India and China found themselves increasingly isolated. They did not try to stop the plenary discussion, but they obviously did not like it. To its credit, China maintains a generally cooperative and non-confrontational approach in the Montreal Protocol. But after four days, China’s delegation gave a defensive speech, agreeing that HFCs need to be controlled, but arguing that discussion of the amendments was “premature.” That’s a significantly softer line than the hard “no” we’d been hearing before, and the insistence that HFC curbs should be discussed only under the climate treaties. Brazil also softened its line, expressing support for formally assessing the technical and economic feasibility of HFC alternatives in the Montreal process – one of the key steps towards adopting new control measures. And while India was vocal in its opposition, it continues to participate in a bilateral HFC task force with the U.S., which is working on a joint report on HFC alternatives.
The delegations from U.S., Canada, and Mexico vigorously and skillfully advanced their proposal this week, with major contributions from Micronesia and many helpful interventions from a wide variety of countries: Australia, Burkino Faso, Cameroon, the European Union, Egypt, Georgia, Grenada, Jordan, Lebanon, Macedonia, Morocco, Switzerland, Togo, Trinidad and Tobago, and others.

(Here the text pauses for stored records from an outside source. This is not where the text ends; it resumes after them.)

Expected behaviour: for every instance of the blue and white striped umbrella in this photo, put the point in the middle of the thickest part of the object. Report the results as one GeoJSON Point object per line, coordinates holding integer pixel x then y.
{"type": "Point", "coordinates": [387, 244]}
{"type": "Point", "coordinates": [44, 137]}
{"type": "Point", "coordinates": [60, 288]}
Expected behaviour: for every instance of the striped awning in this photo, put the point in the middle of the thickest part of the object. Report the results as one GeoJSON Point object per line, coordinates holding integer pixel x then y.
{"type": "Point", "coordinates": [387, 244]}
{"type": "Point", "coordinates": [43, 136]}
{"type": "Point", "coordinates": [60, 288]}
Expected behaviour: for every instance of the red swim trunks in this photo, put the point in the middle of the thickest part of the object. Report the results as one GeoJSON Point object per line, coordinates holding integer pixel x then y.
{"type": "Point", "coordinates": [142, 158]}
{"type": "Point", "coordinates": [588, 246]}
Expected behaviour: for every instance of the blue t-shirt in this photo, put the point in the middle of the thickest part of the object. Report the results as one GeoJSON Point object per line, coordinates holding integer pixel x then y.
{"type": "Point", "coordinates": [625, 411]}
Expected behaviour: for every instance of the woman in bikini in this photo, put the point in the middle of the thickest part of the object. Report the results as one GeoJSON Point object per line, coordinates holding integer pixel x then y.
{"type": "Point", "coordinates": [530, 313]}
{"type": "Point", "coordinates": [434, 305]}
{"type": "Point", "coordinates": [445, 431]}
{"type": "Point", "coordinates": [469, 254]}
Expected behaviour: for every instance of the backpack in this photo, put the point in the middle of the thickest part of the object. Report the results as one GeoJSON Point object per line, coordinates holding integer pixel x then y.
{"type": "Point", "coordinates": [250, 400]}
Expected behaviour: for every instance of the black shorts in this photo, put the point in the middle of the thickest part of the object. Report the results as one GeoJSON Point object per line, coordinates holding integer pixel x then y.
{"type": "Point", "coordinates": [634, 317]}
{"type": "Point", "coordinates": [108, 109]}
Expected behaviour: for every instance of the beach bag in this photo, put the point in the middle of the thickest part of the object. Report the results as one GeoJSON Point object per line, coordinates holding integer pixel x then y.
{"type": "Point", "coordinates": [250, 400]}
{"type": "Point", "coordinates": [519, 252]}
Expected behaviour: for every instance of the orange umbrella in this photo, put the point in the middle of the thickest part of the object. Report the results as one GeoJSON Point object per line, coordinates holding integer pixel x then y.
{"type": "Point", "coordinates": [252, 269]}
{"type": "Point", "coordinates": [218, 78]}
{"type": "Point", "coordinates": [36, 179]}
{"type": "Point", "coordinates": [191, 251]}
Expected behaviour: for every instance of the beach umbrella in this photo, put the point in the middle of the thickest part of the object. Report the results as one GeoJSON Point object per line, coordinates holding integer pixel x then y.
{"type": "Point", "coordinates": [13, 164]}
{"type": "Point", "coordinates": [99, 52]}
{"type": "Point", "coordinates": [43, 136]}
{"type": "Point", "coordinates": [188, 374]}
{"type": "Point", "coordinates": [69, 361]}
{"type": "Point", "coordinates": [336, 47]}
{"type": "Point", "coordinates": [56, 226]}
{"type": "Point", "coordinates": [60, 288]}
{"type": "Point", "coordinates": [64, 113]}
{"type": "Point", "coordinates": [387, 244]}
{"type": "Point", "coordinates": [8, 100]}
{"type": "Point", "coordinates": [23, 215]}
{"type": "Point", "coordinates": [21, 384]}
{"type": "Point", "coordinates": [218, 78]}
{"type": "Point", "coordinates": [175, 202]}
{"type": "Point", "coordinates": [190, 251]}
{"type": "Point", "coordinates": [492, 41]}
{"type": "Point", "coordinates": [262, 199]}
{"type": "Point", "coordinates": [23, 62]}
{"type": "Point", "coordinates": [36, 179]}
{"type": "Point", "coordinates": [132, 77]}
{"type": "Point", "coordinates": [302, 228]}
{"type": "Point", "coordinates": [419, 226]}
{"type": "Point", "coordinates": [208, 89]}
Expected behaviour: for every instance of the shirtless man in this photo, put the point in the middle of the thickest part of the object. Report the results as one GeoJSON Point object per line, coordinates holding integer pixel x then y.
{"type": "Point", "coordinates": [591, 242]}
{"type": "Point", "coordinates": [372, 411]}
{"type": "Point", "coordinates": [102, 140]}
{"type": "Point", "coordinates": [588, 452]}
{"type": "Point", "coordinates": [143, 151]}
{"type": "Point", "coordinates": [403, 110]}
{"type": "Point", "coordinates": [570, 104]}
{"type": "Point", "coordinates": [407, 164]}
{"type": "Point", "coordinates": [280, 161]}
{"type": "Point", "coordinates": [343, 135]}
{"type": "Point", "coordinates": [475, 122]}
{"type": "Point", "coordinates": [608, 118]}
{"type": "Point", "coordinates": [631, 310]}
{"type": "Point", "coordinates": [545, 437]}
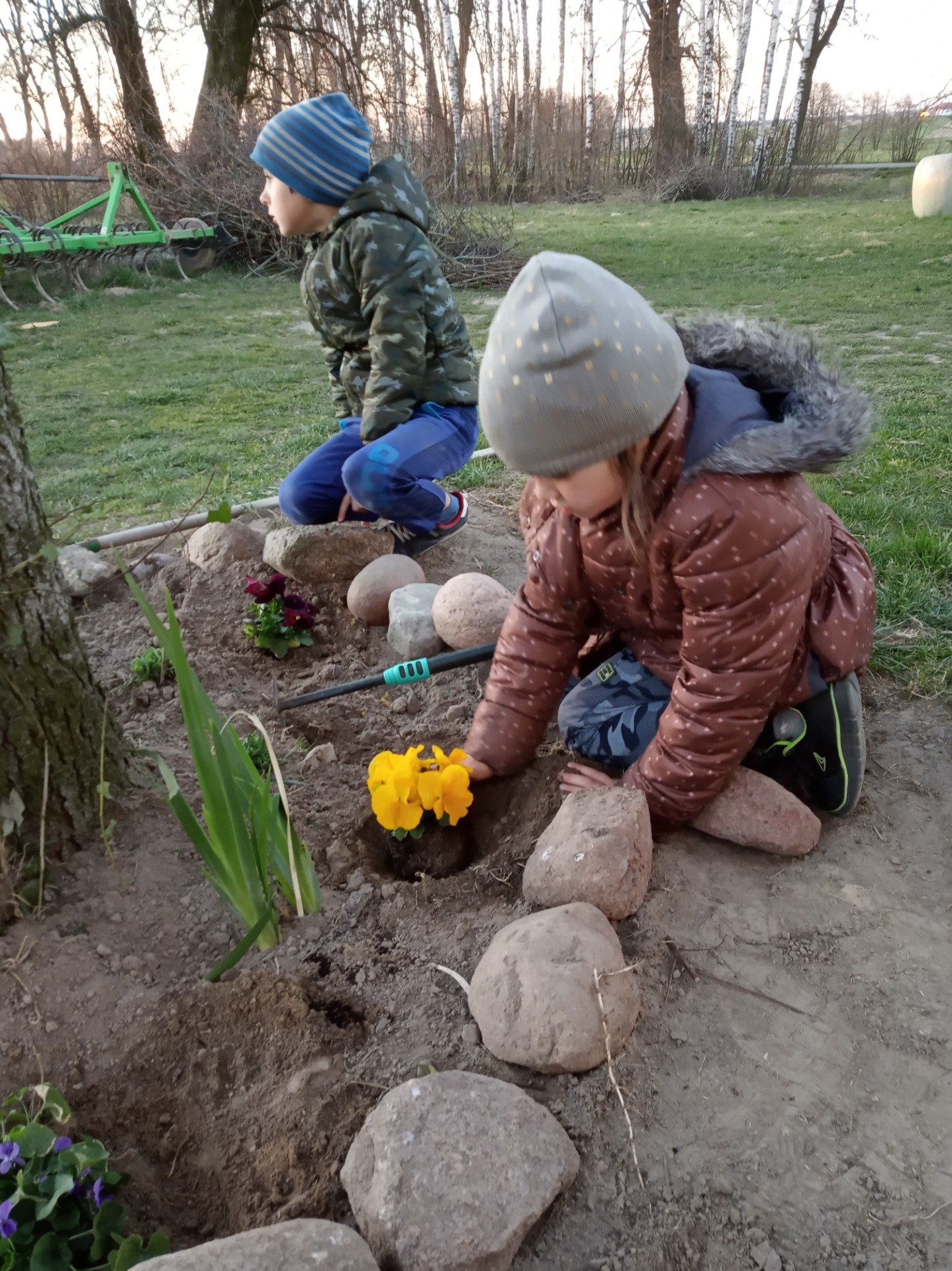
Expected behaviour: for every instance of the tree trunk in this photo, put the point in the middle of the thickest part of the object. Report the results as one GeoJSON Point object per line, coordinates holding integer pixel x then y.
{"type": "Point", "coordinates": [620, 103]}
{"type": "Point", "coordinates": [671, 136]}
{"type": "Point", "coordinates": [765, 95]}
{"type": "Point", "coordinates": [139, 102]}
{"type": "Point", "coordinates": [818, 41]}
{"type": "Point", "coordinates": [537, 92]}
{"type": "Point", "coordinates": [804, 81]}
{"type": "Point", "coordinates": [453, 77]}
{"type": "Point", "coordinates": [589, 95]}
{"type": "Point", "coordinates": [746, 13]}
{"type": "Point", "coordinates": [50, 706]}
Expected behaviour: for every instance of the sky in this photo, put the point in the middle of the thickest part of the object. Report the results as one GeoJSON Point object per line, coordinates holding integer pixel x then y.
{"type": "Point", "coordinates": [902, 50]}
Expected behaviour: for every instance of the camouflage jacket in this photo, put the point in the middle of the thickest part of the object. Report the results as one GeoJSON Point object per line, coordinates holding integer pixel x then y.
{"type": "Point", "coordinates": [375, 293]}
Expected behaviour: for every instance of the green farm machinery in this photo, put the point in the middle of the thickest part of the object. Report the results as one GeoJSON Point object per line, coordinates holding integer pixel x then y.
{"type": "Point", "coordinates": [68, 242]}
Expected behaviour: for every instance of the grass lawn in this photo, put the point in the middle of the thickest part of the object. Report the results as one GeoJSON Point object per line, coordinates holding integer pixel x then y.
{"type": "Point", "coordinates": [131, 402]}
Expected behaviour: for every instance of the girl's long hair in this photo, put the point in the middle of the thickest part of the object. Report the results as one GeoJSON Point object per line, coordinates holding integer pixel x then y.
{"type": "Point", "coordinates": [638, 511]}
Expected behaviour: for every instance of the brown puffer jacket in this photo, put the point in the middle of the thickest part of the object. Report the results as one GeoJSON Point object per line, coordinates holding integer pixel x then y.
{"type": "Point", "coordinates": [747, 572]}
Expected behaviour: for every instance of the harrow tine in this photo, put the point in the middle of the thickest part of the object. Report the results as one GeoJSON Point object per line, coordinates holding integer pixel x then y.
{"type": "Point", "coordinates": [78, 277]}
{"type": "Point", "coordinates": [38, 285]}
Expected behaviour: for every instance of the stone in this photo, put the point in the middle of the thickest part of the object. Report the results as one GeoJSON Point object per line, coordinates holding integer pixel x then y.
{"type": "Point", "coordinates": [83, 570]}
{"type": "Point", "coordinates": [301, 1245]}
{"type": "Point", "coordinates": [424, 1174]}
{"type": "Point", "coordinates": [317, 555]}
{"type": "Point", "coordinates": [533, 993]}
{"type": "Point", "coordinates": [215, 545]}
{"type": "Point", "coordinates": [412, 632]}
{"type": "Point", "coordinates": [471, 609]}
{"type": "Point", "coordinates": [932, 186]}
{"type": "Point", "coordinates": [596, 849]}
{"type": "Point", "coordinates": [369, 595]}
{"type": "Point", "coordinates": [755, 812]}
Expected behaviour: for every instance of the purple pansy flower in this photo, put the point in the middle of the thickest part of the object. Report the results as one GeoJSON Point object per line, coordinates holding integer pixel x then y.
{"type": "Point", "coordinates": [9, 1157]}
{"type": "Point", "coordinates": [299, 612]}
{"type": "Point", "coordinates": [7, 1224]}
{"type": "Point", "coordinates": [266, 591]}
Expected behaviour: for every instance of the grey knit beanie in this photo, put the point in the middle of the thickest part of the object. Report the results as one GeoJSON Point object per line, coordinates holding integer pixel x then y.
{"type": "Point", "coordinates": [577, 367]}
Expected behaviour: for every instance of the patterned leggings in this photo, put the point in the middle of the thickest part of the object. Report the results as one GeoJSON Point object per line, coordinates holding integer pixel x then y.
{"type": "Point", "coordinates": [612, 715]}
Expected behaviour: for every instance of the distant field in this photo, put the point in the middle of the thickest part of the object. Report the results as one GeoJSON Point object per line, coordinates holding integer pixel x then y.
{"type": "Point", "coordinates": [131, 402]}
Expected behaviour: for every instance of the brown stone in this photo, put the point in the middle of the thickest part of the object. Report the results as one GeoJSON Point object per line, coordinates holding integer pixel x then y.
{"type": "Point", "coordinates": [596, 849]}
{"type": "Point", "coordinates": [534, 998]}
{"type": "Point", "coordinates": [757, 812]}
{"type": "Point", "coordinates": [316, 555]}
{"type": "Point", "coordinates": [215, 545]}
{"type": "Point", "coordinates": [369, 595]}
{"type": "Point", "coordinates": [471, 609]}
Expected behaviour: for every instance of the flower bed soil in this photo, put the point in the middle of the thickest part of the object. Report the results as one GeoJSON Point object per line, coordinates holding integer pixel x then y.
{"type": "Point", "coordinates": [788, 1080]}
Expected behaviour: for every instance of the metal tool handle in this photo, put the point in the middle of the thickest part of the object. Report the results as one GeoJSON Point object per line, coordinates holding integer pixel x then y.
{"type": "Point", "coordinates": [405, 673]}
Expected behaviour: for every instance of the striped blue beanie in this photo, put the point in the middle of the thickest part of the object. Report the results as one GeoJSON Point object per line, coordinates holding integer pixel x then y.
{"type": "Point", "coordinates": [319, 148]}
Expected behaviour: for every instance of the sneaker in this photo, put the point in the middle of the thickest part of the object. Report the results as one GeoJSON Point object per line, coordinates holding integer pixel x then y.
{"type": "Point", "coordinates": [818, 747]}
{"type": "Point", "coordinates": [413, 544]}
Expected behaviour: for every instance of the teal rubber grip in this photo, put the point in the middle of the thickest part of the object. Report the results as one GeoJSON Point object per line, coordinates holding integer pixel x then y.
{"type": "Point", "coordinates": [407, 671]}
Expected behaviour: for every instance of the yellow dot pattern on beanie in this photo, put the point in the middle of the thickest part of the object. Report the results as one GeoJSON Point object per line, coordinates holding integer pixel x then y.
{"type": "Point", "coordinates": [563, 334]}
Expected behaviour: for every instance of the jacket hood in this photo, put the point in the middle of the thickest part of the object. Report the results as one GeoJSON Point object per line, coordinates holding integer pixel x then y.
{"type": "Point", "coordinates": [391, 187]}
{"type": "Point", "coordinates": [806, 418]}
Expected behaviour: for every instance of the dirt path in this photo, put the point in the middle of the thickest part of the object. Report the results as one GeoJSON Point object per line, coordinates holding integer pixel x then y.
{"type": "Point", "coordinates": [790, 1080]}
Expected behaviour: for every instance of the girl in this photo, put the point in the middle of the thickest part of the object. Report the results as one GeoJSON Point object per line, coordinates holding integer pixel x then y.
{"type": "Point", "coordinates": [669, 532]}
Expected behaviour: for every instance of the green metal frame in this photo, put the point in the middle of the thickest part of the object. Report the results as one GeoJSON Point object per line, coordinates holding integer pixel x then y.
{"type": "Point", "coordinates": [18, 240]}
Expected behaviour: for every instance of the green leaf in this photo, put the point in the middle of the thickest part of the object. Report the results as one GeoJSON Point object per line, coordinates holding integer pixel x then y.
{"type": "Point", "coordinates": [51, 1254]}
{"type": "Point", "coordinates": [239, 951]}
{"type": "Point", "coordinates": [63, 1185]}
{"type": "Point", "coordinates": [54, 1102]}
{"type": "Point", "coordinates": [222, 514]}
{"type": "Point", "coordinates": [109, 1227]}
{"type": "Point", "coordinates": [33, 1141]}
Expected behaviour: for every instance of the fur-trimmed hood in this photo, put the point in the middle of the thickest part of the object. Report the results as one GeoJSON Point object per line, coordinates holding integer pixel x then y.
{"type": "Point", "coordinates": [806, 418]}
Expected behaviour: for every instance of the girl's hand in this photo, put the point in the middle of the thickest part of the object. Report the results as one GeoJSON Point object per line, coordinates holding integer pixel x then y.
{"type": "Point", "coordinates": [349, 505]}
{"type": "Point", "coordinates": [478, 771]}
{"type": "Point", "coordinates": [584, 778]}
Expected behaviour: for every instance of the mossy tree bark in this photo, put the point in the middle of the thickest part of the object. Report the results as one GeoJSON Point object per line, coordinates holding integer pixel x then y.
{"type": "Point", "coordinates": [50, 706]}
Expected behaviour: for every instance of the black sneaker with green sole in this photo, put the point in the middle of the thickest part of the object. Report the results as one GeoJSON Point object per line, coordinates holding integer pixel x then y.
{"type": "Point", "coordinates": [818, 747]}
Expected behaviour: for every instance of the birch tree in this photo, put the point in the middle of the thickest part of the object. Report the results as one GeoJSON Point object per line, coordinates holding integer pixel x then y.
{"type": "Point", "coordinates": [765, 93]}
{"type": "Point", "coordinates": [589, 150]}
{"type": "Point", "coordinates": [620, 103]}
{"type": "Point", "coordinates": [453, 77]}
{"type": "Point", "coordinates": [746, 13]}
{"type": "Point", "coordinates": [812, 13]}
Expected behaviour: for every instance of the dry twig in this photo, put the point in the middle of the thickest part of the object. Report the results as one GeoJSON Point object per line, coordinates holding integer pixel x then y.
{"type": "Point", "coordinates": [612, 1066]}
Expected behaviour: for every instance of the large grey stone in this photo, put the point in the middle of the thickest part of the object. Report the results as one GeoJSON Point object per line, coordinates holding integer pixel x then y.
{"type": "Point", "coordinates": [534, 998]}
{"type": "Point", "coordinates": [369, 595]}
{"type": "Point", "coordinates": [81, 570]}
{"type": "Point", "coordinates": [301, 1245]}
{"type": "Point", "coordinates": [757, 812]}
{"type": "Point", "coordinates": [450, 1171]}
{"type": "Point", "coordinates": [471, 609]}
{"type": "Point", "coordinates": [412, 632]}
{"type": "Point", "coordinates": [215, 545]}
{"type": "Point", "coordinates": [598, 848]}
{"type": "Point", "coordinates": [316, 555]}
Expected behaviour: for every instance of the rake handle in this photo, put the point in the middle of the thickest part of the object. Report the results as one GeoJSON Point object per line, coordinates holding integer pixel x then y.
{"type": "Point", "coordinates": [405, 673]}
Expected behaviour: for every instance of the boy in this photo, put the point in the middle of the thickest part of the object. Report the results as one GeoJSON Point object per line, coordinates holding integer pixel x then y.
{"type": "Point", "coordinates": [402, 367]}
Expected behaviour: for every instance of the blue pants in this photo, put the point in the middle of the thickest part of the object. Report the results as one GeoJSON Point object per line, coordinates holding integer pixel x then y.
{"type": "Point", "coordinates": [393, 478]}
{"type": "Point", "coordinates": [613, 715]}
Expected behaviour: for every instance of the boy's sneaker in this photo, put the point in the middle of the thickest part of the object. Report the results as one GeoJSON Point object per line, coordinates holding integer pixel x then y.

The meeting will end tomorrow with another discussion of HFCs, focusing especially on how to use the Montreal Protocol’s highly effective funding mechanism to help developing countries their reduction obligations under the proposed amendments.
The HFC amendments will be get their next airing at the annual meeting of the parties in Indonesia this November (the Montreal meeting was to prepare for that). Look for the number of supporters of phasing down HFCs to rise well above 100 countries.
India and China have some decisions to make.